The White House sent a letter to Gowdy and Rep. Elijah Cummings (D-MD), the committee’s ranking Democrat, refusing to answer Gowdy’s requests for more information. That polite brush-off was first reported by TPM Thursday night. The big question now is whether Gowdy decides to force the issue and hold the White House accountable, or decide to give President Trump and his team a pass as he’d done on a number of past issues.

Cummings points out that Gowdy has been less than tenacious in his earlier oversight of the White House. Even when he’s worked with Cummings to request information on issues including staffers’ use of private email (the same thing Gowdy hammered Hillary Clinton for) and administration officials’ use of private jets, he did nothing when the White House refused to comply.

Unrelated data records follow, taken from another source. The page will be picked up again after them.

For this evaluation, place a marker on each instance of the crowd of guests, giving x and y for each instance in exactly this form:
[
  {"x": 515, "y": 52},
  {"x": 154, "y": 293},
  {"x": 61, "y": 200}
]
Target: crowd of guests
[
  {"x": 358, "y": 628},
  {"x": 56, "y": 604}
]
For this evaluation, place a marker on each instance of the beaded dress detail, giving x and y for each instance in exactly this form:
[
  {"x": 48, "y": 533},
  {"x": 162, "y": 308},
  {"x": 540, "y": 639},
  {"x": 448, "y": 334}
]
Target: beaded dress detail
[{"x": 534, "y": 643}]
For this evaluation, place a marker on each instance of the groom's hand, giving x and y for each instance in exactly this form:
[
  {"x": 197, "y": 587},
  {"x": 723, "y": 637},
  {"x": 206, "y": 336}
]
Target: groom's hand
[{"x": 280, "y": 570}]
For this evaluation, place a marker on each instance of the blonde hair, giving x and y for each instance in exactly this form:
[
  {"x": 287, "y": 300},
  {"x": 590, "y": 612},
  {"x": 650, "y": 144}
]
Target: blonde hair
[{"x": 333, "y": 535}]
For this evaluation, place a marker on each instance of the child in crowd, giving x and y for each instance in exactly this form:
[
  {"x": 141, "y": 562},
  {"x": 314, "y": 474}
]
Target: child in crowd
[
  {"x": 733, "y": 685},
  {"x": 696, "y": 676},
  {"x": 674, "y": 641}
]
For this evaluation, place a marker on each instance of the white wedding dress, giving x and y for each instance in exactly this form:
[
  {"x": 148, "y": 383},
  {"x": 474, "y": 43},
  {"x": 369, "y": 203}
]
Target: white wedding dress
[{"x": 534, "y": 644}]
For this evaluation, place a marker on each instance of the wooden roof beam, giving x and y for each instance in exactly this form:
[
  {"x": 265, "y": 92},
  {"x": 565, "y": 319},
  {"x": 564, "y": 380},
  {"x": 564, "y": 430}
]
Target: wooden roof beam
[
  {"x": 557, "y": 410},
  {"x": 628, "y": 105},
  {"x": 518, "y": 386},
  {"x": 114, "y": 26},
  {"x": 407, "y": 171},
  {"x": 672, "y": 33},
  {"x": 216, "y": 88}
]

“Unfortunately, by repeatedly backing down, the committee has now enabled and emboldened the White House to openly defy congressional oversight. In my opinion, the Trump White House — more than any other in recent memory — needs more congressional oversight, not less,” Cummings writes Gowdy in the open letter. “The response last night from the White House is an affront to our responsibilities under the Constitution, and it degrades the integrity of our Committee. It is now clear that the White House will not respond to this Committee unless it is compelled to do so. For these reasons, I ask that you issue a subpoena to obtain the documents requested on February 14 and 15.”

Cummings also points out that while Gowdy initially demanded information from White House Chief of Staff John Kelly and White House Counsel Don McGahn on why Porter was allowed to keep working and who in the White House knew what and when after the FBI said White House officials had misled the public by claiming they’d just found out about his alleged misconduct, the chairman has yet to schedule interviews with either man to discuss the issue.

The ball’s in Gowdy’s court on whether he’ll pursue this issue as doggedly as he went after Clinton, or once again drop it. Gowdy’s staff didn’t respond to a request for response to the initial letter from the White House, or follow-ups about Cummings’ requests.